Thursday 24 November 2016

A US retreat from TPP: What does services trade tell us?

During last weekend’s summit meeting of Asia-Pacific leaders in Peru, President Obama made the case that failure to sign on to TPP would “undermine our position across the region”. It would mean that if the US would not sign on the trade agreement, China would assert more leadership in the Asia-Pacific and opening a way to negotiate trade rules.

Trade patterns between countries underpin the economic diplomacy behind any potential trade agreement. That too for the TPP. If we focus on one area in which most TPP members have an interest for future trade, namely services, that concern of changing trade leadership may be true.

The picture below shows the so-called Trade Complementarity Index (TCI) for both the US and China with regards to all TPP members (excluding US). This index provides us with an idea how much the exports and imports of the US and China separately match with other TPP members’ needs, or are complementary. A high index means a good “fit” in terms of trade relations and indicates a great potential for a trade agreement between members. 

Note that this picture tells us the trade complementarity of cross-border trade in services or what others have called “digital deliverable services”, which are services that are traded over the Internet. Incidentally, TPP has the standard when it comes to the cross-border flow of data, a factor that reinforces trade in digital services.

The pattern that arises is that initially the gap between the US’s and China’s trade match with other TPP partners in services trade narrowed. However, since 2008 it has widened pointing out that the US has found better trade complementarity with other TPP members. Around that time the US entered the trade talks.
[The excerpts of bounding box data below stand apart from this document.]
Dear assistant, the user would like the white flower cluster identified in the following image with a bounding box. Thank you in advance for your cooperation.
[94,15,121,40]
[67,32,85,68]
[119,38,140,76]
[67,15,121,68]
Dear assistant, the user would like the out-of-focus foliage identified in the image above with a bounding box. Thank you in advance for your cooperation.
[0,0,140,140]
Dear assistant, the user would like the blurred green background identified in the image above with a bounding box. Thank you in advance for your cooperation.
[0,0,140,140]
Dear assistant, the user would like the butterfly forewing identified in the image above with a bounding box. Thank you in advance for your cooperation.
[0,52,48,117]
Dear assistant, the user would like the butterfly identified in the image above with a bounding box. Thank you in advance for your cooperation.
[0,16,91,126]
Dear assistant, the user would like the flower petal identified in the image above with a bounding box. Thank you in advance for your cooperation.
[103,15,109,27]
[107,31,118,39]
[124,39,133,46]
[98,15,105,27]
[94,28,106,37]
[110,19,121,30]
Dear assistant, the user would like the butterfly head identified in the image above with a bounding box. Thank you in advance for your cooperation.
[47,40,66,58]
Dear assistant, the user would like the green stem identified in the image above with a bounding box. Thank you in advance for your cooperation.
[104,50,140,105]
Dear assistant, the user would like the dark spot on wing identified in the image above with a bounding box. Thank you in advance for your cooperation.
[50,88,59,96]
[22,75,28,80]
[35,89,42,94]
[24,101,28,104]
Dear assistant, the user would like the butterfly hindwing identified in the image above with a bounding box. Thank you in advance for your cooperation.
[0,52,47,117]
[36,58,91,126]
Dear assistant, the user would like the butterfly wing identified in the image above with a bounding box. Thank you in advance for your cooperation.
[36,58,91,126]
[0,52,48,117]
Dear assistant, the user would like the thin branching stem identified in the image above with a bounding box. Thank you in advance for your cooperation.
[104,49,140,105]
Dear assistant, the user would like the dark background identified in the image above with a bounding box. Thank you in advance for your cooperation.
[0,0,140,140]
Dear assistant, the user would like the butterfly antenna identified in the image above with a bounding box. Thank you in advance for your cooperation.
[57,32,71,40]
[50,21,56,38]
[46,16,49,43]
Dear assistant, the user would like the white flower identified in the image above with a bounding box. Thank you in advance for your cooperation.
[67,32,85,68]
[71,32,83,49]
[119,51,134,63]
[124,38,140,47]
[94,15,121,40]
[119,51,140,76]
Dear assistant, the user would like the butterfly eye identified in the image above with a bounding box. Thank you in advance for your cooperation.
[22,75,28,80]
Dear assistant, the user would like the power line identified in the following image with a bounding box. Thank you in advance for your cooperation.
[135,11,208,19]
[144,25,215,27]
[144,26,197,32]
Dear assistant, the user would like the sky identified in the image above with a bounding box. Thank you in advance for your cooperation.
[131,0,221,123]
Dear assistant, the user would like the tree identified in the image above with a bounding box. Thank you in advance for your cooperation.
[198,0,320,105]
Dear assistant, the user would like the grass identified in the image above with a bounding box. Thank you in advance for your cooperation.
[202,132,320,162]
Whether the widening gap is really due to US involvement remains to be seen, but what clearly stands out is that at some point China was as much a good fit for trading services with these TPP partners as the US was.

Yet, already before the US jumped in the negotiation talks, China’s services trade complementarity diminished in the region. This downward trend seems to be of a longer nature, which may be due to China’s regulations in the digital economy over these years. If that’s the case, it puts a serious question whether China can lead the region in terms of services trade, an item the Chinese government is eager to capitalize on.

On the one hand, therefore, in a scenario that the US won’t ratify the trade pact, nothing tells us that this pattern could return. This would reinforce China’s role in the region regarding services trade that can be traded over the internet and indeed may therefore assert its influence to set the rules in this area.

On the other hand, Chinese decline of the trade pattern in digital delivered services is no good recipe to underpin China’s potential future role in the region. If China was serious about fortifying these trade relations, it should start thinking about some of its digital regulatory policies that enable digital services trade.